In the United States, as in Sweden or Alberta, this Machiavellian interpretation of public law made ethics the handmaid of politics: rights could only be granted by law, and social utility overruled the “untenable notion” of human rights. Virtues, rather than rights, were the defining attribute of citizenship. Instead of protecting the citizens, law legitimized the persecution of certain categories of people, purportedly unable to enjoy freedom and to pursue happiness, by gradually stripping them of their rights and legal protections. Such policies were described as politically necessary and ethically indisputable. In a tragic reversal of roles, according to the dominant “discourse of truth,” those who violated the physical integrity of other citizens were fulfilling a constitutionally sanctioned civic duty, while the victims of involuntary sterilization and confinement were a social threat and, as such, subject to legally mandated sterilization or confinement “for the good of society” (Colla, 2000; Morone, 2003).
Eugenicists were persuaded that what stood in the way of the modernizing process was the result of ignorance, parochialism, and backwardness. Those who questioned their ostensibly sophisticated and rational arguments were labelled as uncooperative or reactionary. In a burst of self-serving enthusiasm, they regarded themselves as modern, progressive and boldly experimentalist. This made resistance to ethical self-scrutiny particularly strong, because the project of a rationalist utopia was inextricably bound up with social systems that many believed were a model of humanitarian and enlightened administration, the embodiment of intrinsic benevolence and farsightedness, and therefore eminently fair and morally unassailable. Explicit coercion was often unnecessary, as thousands of people genuinely believed, or were led to believe, that eugenics measures were desirable, and they had themselves or their family-members sterilized or confined. This should remind us that informed consent is not just a signature on a form but a two-way process involving information exchange, education and counselling.

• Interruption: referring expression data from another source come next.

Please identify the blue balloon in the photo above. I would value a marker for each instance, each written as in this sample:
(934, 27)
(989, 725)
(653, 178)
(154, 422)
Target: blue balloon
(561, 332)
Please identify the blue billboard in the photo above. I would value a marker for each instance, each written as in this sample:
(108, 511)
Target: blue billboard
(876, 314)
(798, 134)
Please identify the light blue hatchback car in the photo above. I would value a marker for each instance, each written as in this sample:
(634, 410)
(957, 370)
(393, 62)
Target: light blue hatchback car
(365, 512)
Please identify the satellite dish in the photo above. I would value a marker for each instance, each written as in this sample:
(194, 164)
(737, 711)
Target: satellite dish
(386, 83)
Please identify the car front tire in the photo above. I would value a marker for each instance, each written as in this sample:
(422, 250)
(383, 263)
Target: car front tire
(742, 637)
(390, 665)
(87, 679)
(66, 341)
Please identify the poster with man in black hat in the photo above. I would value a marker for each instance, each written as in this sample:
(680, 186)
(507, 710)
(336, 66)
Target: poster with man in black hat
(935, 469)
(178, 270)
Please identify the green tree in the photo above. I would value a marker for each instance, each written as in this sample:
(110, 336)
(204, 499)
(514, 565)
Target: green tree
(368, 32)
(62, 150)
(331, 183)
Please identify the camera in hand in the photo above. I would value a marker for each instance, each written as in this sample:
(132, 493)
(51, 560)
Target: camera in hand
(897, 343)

Most North American and Scandinavian laws were only repealed in the late 1960s and 1970s, even though the Supreme Court ruling in Skinner v. Oklahoma 316 U.S. 535 (1942) defined procreation “one of the basic civil rights of man” and sterilization an invasion of fundamental interests which, according to Justice William O. Douglas, “in evil or reckless hands,” could have genocidal consequences. As late as the 1980s, 44 percent of the American public was still in favour of compulsory sterilization for “habitual criminals and the hopelessly insane” (Singer et al. 1998). By contrast, in those same years, law-makers in Holland, Britain, in Latin American and Latin Rim countries objected to selective breeding, involuntary sterilization, the assault on the notion of free will, the spurious conflation of modernization and liberation, and the linear extension of natural laws into the social sphere. Eugenics, genetic fatalism, and the marriage between bureaucratic rationality and scientism did not resonate with every Western repertoire of values and symbols (Baud, 2001). This finding is of signal importance for the analysis of current trends in bioethics, social policy and biotech regulation.
Eugenics as a consumer choice
Western societies are today on the verge of a eugenics revival in the form of reprogenetics, germline engineering, and cloning, a trend which is indirectly reinforced by courts’ recognition of wrongful birth and wrongful life claims, by the commodification of healthcare, by the diffusion of testing for genetic predispositions, and by the rhetoric of genetic responsibility, involving new forms of discrimination and exclusion. Medical, cosmetic, and enhancing technologies are being pursued to meet our needs, such as the self-imposed obligation to be fit, active, self-sufficient and responsible citizens, and an almost universal desire to control our own lives and possibly improve them.
What measure of genetic and personality enhancement are we going to tolerate? In this section I explore continuities and discontinuities between past and future eugenics.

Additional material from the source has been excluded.